Cython implementation of true Damerau-Levenshtein algorithm.
Project description
fastDamerauLevenshtein
Cython implementation of true Damerau-Levenshtein edit distance which allows one item to be edited more than once. More information from Wikipedia:
In information theory and computer science, the Damerau-Levenshtein distance (named after Frederick J. Damerau and Vladimir I. Levenshtein) is a string metric for measuring the edit distance between two sequences. Informally, the Damerau-Levenshtein distance between two words is the minimum number of operations (consisting of insertions, deletions or substitutions of a single character, or transposition of two adjacent characters) required to change one word into the other.
The Damerau-Levenshtein distance differs from the classical Levenshtein distance by including transpositions among its allowable operations in addition to the three classical single-character edit operations (insertions, deletions and substitutions).
The implementation is based on James M. Jensen II explanation and it allows specifying the cost of every operation.
Requirements
This code requires Python 2.7 or 3.5+ and a C compiler such as GCC.
Install
fastDamerauLevenshtein is available on PyPI at https://pypi.python.org/pypi/fastDamerauLevenshtein.
Install using pip:
pip install fastDamerauLevenshtein
Install from source:
python setup.py install
or
pip install .
Usage
The available method it's called damerauLevenshtein
and can compute the distance on two objects that are hashable(strings, list of strings etc.). The method provides the following parameters:
-
firstObject
-
secondObject
-
similarity
- If this parameter value is
False
, it will return the total cost of edit, otherwise it will return a score from 0.0 to 1.0 denoting how similar the two objects are. It isTrue
by default.
- If this parameter value is
-
deleteWeight
- Cost of delete operation.
-
insertWeight
- Cost of insert operation.
-
replaceWeight
- Cost of replace operation.
-
swapWeight
- Cost of swap operation.
The provided weights of operations must be int
values. All these values are 1
by default.
Basic use:
from fastDamerauLevenshtein import damerauLevenshtein
damerauLevenshtein('ca', 'abc', similarity=False) # expected result: 2.0
damerauLevenshtein('car', 'cars', similarity=True) # expected result: 0.75
damerauLevenshtein(['ab', 'bc'], ['ab'], similarity=False) # expected result: 1.0
damerauLevenshtein(['ab', 'bc'], ['ab'], similarity=True) # expected result: 0.5
Benchmark
Other Python Damerau-Levenshtein and OSA implementations:
- pyxDamerauLevenshtein (restricted edit distance and no custom weights)

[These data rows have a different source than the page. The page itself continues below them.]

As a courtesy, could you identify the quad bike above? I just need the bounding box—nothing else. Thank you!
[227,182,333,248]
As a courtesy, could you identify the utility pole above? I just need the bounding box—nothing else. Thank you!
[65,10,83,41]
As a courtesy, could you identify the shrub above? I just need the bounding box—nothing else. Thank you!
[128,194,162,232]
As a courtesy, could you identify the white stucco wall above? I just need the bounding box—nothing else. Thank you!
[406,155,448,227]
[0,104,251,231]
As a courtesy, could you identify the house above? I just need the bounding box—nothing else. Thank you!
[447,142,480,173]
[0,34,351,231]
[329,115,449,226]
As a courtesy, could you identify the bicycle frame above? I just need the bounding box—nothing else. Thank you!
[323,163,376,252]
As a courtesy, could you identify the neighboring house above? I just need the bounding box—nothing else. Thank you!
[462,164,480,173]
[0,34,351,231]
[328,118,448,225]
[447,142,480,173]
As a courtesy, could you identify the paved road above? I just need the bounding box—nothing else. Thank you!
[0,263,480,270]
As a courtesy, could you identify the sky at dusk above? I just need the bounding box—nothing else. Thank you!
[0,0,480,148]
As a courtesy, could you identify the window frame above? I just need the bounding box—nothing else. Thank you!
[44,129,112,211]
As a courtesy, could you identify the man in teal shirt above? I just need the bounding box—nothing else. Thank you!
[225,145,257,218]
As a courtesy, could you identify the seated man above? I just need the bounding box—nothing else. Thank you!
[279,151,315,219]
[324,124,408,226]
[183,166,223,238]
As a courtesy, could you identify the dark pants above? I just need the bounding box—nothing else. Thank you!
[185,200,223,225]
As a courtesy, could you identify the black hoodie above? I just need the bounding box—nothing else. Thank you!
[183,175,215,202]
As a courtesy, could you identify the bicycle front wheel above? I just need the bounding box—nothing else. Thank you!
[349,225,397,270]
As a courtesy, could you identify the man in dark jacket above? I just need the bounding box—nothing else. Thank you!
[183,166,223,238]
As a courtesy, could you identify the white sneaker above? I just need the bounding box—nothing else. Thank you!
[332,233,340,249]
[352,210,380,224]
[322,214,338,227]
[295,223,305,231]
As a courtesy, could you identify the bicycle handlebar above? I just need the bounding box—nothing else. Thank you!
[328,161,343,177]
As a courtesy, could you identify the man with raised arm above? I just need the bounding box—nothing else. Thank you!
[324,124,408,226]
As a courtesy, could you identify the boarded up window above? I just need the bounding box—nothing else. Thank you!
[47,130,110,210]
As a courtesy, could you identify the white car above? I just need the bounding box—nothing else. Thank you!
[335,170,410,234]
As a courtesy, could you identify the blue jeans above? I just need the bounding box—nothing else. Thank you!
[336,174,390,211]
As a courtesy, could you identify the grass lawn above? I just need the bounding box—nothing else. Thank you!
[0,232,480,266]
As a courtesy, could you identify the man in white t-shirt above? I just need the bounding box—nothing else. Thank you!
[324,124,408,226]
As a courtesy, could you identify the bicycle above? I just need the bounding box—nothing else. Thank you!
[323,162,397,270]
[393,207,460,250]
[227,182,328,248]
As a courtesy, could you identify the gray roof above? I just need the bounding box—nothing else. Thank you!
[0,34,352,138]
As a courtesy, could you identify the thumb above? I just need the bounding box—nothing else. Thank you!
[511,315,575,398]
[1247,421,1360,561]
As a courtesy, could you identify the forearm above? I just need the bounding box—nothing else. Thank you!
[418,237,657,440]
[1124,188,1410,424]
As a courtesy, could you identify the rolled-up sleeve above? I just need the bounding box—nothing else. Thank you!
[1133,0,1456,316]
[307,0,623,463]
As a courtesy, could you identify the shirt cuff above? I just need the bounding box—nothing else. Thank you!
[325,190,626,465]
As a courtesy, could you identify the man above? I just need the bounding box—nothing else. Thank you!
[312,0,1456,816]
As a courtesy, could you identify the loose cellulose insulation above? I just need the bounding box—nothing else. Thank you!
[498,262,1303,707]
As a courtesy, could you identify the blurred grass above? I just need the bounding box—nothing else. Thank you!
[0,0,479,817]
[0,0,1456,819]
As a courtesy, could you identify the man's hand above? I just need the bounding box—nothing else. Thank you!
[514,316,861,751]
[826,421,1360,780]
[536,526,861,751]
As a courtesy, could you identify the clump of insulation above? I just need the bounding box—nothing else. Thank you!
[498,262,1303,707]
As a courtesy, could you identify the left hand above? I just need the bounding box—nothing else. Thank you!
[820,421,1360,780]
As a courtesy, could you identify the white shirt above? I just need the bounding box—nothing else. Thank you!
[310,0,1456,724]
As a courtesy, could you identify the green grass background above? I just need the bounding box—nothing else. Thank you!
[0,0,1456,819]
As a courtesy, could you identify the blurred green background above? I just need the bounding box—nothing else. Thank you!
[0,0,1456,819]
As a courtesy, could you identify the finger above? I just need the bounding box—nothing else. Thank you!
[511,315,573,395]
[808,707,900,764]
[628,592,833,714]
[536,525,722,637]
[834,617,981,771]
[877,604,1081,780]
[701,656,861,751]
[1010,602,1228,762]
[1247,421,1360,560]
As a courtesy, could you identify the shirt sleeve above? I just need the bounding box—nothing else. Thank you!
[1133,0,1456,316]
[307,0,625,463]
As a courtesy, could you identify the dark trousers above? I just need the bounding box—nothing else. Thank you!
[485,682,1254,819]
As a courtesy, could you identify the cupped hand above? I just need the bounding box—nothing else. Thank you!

- jellyfish (true Damerau-Levenshtein but no custom weights)
- editdistance (restricted edit distance and no custom weights)
- textdistance (true Damerau-Levenshtein but no custom weights)
Python 3.7 (on Intel i5 6500):
>>> import timeit
>>> #fastDamerauLevenshtein:
... timeit.timeit(setup="import fastDamerauLevenshtein; text1='afwafghfdowbihgp'; text2='goagumkphfwifawpte'", stmt="fastDamerauLevenshtein.damerauLevenshtein(text1, text2)", number=100000)
0.43
>>> #pyxDamerauLevenshtein:
... timeit.timeit(setup="from pyxdameraulevenshtein import normalized_damerau_levenshtein_distance; text1='afwafghfdowbihgp'; text2='goagumkphfwifawpte'", stmt="normalized_damerau_levenshtein_distance(text1, text2)", number=100000)
2.44
>>> #jellyfish
... timeit.timeit(setup="import jellyfish; text1='afwafghfdowbihgp'; text2='goagumkphfwifawpte'", stmt="jellyfish.damerau_levenshtein_distance(text1, text2)", number=100000)
0.20
>>> #editdistance
... timeit.timeit(setup="import editdistance; text1='afwafghfdowbihgp'; text2='goagumkphfwifawpte'", stmt="editdistance.eval(text1, text2)", number=100000)
0.22
>>> #textdistance
... timeit.timeit(setup="import textdistance; text1='afwafghfdowbihgp'; text2='goagumkphfwifawpte'", stmt="textdistance.damerau_levenshtein.distance(text1, text2)", number=100000)
0.70
License
It is released under the MIT license.
Copyright (c) 2019 Robert Grigoroiu
Permission is hereby granted, free of charge, to any person obtaining a copy of this software and associated documentation files (the "Software"), to deal in the Software without restriction, including without limitation the rights to use, copy, modify, merge, publish, distribute, sublicense, and/or sell copies of the Software, and to permit persons to whom the Software is furnished to do so, subject to the following conditions:
The above copyright notice and this permission notice shall be included in all copies or substantial portions of the Software.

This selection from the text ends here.